A fluid has velocity components of u=[30/(2x+1)]m/s and v=(2ty)m/s,where x and y are in meters and t is in seconds. Determine the equation of the streamline that passes through point (2 m, 6 m) at time t = 2 s. Write the equation in the form y={y(x)}m, where x is in meters.

Homework Equations

dy/dx = v/u

The Attempt at a Solution

So when I separate my variables, I get udy=vdx. That means my equations are (30/(2x+1))dy = (2ty)dx. Is it really just a matter of integrating such "simple" equations? Or do I need to do some other method/algebra to get the (2x+1) on the dx side and the (2ty) on the dy side? Then all I have to do is integrate and find my constants, correct?

 

[rude man]

Homework Equations

dy/dx = v/u

The Attempt at a Solution

So when I separate my variables, I get udy=vdx. That means my equations are (30/(2x+1))dy = (2ty)dx. Is it really just a matter of integrating such "simple" equations?
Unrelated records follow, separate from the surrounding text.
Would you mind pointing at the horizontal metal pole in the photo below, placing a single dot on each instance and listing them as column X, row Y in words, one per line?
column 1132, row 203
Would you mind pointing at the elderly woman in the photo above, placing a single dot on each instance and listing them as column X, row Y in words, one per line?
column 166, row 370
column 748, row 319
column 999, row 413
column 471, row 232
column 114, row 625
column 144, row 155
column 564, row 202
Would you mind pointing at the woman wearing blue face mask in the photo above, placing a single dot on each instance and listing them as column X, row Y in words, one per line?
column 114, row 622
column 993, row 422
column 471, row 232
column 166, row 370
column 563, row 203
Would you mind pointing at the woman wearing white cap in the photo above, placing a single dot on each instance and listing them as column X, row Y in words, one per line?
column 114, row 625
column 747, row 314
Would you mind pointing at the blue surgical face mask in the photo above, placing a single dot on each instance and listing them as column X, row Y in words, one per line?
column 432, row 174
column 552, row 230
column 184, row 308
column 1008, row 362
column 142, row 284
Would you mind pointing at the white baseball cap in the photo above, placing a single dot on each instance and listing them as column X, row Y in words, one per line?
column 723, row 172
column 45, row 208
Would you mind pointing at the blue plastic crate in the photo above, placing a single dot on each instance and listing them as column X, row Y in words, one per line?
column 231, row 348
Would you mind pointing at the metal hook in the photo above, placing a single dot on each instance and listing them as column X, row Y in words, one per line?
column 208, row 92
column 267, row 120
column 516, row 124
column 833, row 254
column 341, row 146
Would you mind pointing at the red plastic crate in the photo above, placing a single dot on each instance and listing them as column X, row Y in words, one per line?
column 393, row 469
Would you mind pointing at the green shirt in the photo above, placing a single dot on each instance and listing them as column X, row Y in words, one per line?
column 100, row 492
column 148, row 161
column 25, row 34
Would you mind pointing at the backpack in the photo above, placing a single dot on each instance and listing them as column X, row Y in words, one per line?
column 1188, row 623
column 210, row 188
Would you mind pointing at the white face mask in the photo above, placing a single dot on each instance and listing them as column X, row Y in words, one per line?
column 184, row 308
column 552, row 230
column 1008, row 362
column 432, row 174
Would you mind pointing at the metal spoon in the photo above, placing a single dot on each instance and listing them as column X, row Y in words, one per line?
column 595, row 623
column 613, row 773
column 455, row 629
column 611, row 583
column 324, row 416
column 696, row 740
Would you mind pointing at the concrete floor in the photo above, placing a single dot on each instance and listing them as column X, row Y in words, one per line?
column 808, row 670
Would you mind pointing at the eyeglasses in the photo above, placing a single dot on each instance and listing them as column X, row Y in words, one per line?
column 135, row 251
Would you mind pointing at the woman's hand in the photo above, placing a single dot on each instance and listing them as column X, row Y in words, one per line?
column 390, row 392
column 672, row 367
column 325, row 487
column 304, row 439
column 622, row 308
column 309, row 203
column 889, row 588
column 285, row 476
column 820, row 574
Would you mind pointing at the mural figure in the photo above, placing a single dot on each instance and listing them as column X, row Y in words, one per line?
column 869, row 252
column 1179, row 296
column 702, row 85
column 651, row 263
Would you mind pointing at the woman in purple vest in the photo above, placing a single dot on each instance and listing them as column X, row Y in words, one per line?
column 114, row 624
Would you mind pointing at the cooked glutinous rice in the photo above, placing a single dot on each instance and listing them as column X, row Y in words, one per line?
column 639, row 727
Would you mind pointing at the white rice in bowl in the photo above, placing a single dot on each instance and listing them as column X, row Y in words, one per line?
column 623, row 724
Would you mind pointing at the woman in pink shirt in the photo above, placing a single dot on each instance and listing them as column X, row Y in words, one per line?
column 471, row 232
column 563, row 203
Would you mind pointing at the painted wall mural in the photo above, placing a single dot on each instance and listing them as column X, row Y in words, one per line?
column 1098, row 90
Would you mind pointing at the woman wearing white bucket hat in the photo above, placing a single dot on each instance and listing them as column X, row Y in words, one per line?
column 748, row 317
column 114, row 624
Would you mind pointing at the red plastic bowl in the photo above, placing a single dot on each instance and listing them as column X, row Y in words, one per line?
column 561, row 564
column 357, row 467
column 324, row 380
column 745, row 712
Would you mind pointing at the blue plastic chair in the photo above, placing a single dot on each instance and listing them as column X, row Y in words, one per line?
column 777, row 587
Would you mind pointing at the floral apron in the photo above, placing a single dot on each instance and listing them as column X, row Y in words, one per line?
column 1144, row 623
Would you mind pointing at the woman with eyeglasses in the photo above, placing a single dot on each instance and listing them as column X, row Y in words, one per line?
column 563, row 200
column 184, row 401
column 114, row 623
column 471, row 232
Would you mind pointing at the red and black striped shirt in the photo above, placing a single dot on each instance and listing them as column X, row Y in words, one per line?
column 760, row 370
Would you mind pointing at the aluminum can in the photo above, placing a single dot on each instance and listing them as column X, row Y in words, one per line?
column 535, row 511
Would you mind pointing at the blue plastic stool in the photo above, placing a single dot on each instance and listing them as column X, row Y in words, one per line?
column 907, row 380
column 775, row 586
Or do I need to do some other method/algebra to get the (2x+1) on the dx side and the (2ty) on the dy side? Then all I have to do is integrate and find my constants, correct?
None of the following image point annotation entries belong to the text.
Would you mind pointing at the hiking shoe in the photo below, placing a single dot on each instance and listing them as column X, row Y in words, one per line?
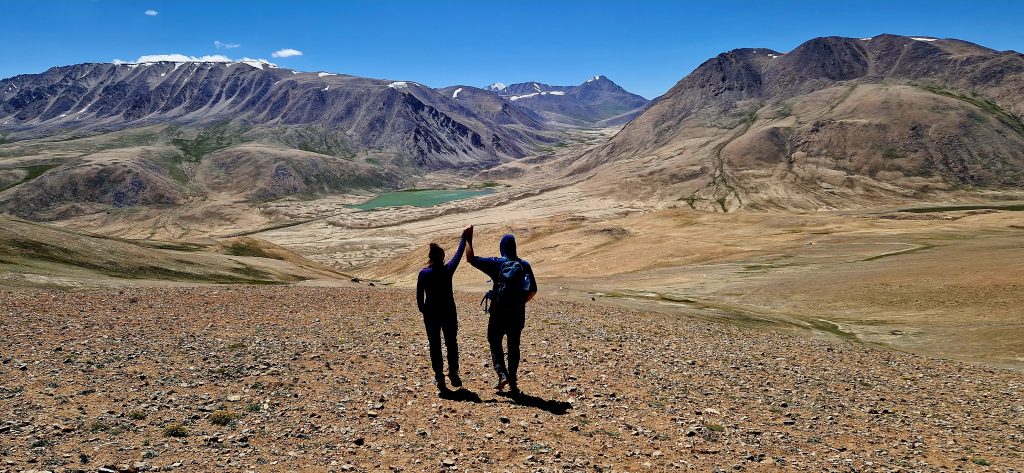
column 503, row 380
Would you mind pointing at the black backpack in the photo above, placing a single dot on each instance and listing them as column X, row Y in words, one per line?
column 511, row 286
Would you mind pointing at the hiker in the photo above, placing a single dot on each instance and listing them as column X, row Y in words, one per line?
column 433, row 296
column 514, row 286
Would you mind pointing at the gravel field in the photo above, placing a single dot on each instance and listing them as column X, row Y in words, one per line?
column 317, row 379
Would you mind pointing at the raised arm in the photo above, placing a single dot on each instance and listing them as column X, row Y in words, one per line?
column 532, row 283
column 454, row 262
column 467, row 234
column 420, row 292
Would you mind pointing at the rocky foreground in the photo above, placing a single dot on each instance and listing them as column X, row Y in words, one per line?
column 292, row 379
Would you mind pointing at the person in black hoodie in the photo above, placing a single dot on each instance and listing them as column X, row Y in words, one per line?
column 433, row 296
column 514, row 286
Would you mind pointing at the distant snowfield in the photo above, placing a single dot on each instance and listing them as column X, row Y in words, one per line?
column 150, row 59
column 553, row 92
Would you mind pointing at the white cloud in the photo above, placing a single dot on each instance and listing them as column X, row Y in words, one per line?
column 287, row 52
column 186, row 58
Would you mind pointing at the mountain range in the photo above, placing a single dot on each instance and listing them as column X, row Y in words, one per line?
column 835, row 123
column 598, row 101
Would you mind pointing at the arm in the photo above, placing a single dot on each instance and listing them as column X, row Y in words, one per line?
column 532, row 283
column 454, row 262
column 420, row 292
Separation of variables would be dy/v = dx/u. I don't see why you can't do as you wrote: separate variables, solve the ODE including the "initial conditions". If you want we can compare answers if you post yours first.

 

[Bluestribute]

So:

dy/v = dy/2ty
dx/u = (1/30)(2x+1)dx

I get x² + x + C1 and ln(y)/2t + C2

How do I solve for those constants to get y=f(x) form using the given boundaries?

 

[rude man]

So:

dy/v = dy/2ty
dx/u = (1/30)(2x+1)dx

I get x² + x + C1 and ln(y)/2t + C2

What happened to "30"? Then, put an equal sign somewhere & I'm a buyer.
Since it's a 1st order ODE you know there is only one boundary condition and one constant to be determined by the boundary condition. You can obviously combine your C1 and C2 into one constant. Have another shot at it, you're getting warmer.

 

[Bluestribute]

I divided the thirty into the dx equation.

So it's legal to set these equal to each other, put in the conditions, solve for the constant (which, now I understand why no one was putting in both C1 and C2), then rearrange to have y on one side and x on the other?

 

[rude man]

I divided the thirty into the dx equation.
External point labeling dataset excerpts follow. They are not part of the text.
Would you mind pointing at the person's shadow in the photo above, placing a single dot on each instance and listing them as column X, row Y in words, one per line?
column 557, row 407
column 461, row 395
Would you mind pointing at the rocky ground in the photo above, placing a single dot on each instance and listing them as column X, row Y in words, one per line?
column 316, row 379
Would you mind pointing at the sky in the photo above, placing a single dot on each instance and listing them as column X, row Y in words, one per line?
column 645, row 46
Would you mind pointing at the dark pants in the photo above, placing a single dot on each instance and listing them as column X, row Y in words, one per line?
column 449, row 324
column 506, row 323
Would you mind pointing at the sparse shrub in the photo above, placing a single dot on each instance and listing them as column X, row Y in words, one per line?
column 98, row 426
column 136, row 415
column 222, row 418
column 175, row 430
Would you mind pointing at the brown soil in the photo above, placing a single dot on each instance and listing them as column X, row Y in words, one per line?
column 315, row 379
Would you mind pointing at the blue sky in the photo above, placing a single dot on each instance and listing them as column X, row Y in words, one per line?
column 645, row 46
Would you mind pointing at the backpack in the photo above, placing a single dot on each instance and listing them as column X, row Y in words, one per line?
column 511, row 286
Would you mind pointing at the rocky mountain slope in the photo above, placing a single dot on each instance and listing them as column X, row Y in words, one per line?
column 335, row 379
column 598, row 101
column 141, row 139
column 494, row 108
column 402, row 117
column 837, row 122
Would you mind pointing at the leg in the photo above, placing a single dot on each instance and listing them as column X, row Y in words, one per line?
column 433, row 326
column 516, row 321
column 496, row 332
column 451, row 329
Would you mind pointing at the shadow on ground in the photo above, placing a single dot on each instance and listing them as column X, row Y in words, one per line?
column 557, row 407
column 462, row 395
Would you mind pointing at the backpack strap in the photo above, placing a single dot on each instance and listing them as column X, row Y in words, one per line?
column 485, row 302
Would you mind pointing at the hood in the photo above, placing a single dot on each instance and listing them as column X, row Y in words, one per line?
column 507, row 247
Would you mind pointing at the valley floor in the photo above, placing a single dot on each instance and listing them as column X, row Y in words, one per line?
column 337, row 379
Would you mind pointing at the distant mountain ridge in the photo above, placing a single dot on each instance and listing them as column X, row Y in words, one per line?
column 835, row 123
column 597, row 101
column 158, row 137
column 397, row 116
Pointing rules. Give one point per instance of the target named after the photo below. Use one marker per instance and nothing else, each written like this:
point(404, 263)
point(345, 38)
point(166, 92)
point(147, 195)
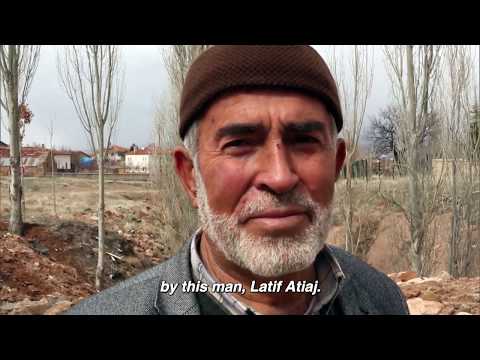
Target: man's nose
point(276, 174)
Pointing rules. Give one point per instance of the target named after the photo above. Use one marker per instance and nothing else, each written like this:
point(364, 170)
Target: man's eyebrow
point(238, 129)
point(307, 126)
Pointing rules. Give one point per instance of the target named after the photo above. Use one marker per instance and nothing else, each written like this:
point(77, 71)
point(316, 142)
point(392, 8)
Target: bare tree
point(18, 64)
point(93, 81)
point(456, 104)
point(52, 164)
point(354, 84)
point(381, 132)
point(414, 74)
point(177, 213)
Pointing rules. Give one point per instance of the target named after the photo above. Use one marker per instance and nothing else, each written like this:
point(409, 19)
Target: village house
point(139, 160)
point(68, 161)
point(116, 154)
point(36, 161)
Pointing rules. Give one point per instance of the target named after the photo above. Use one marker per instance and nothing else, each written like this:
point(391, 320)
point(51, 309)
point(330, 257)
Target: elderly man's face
point(268, 164)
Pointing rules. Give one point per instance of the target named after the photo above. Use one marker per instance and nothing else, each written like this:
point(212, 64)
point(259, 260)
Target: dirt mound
point(26, 274)
point(440, 295)
point(53, 266)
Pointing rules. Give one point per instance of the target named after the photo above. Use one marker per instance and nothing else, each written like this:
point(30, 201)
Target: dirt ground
point(52, 266)
point(54, 261)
But it's missing in "I get x2 + x + C1 and ln(y)/2t + C2 ". Put it back in!

So it's legal to set these equal to each other, put in the conditions, solve for the constant (which, now I understand why no one was putting in both C1 and C2), then rearrange to have y on one side and x on the other?

Your equation is dy/v = dx/u. This has all y on the left and all x on the right. Integrate both sides, then solve for y explicitly. Try to show your work or I can't tell if & where you slipped.

 

[Bluestribute]

Right right.

(1/30) x² + x + C = ln(y)/2t

I plug in my initial x,y,t points:

0.2 + C/30 = 0.44794

Solving for C yields C = 7.4382

So now (and I'm going to just drop my thirty in the denominator):

(x² + x + 7.4382)/30 = ln(y)/2t
(2tx² + 2tx + 14.8764t)/30 = ln(y)
e^{(2tx2/30 + 2tx/30 + 14.8764t/30) = y}

 

[rude man]

Right right.

(1/30) x² + x + C = ln(y)/2t

I plug in my initial x,y,t points:

0.2 + C/30 = 0.44794

Solving for C yields C = 7.4382

So now (and I'm going to just drop my thirty in the denominator):

(x² + x + 7.4382)/30 = ln(y)/2t
(2tx² + 2tx + 14.8764t)/30 = ln(y)
e^{(2tx2/30 + 2tx/30 + 14.8764t/30) = y}

When you solved for the constant of integration, did you let t=2?
Do that and you got it! My numbers agree if you let t=2 and compute the numerical value of e^{(14.8764t/30)}.

 

[Bluestribute]

I think I did, though I might have accidentally did 0 instead . . .

 

[rude man]

I think I did, though I might have accidentally did 0 instead . . .

Your last entry was e(2tx2/30 + 2tx/30 + 14.8764t/30) = y. Needed to get rid of "t".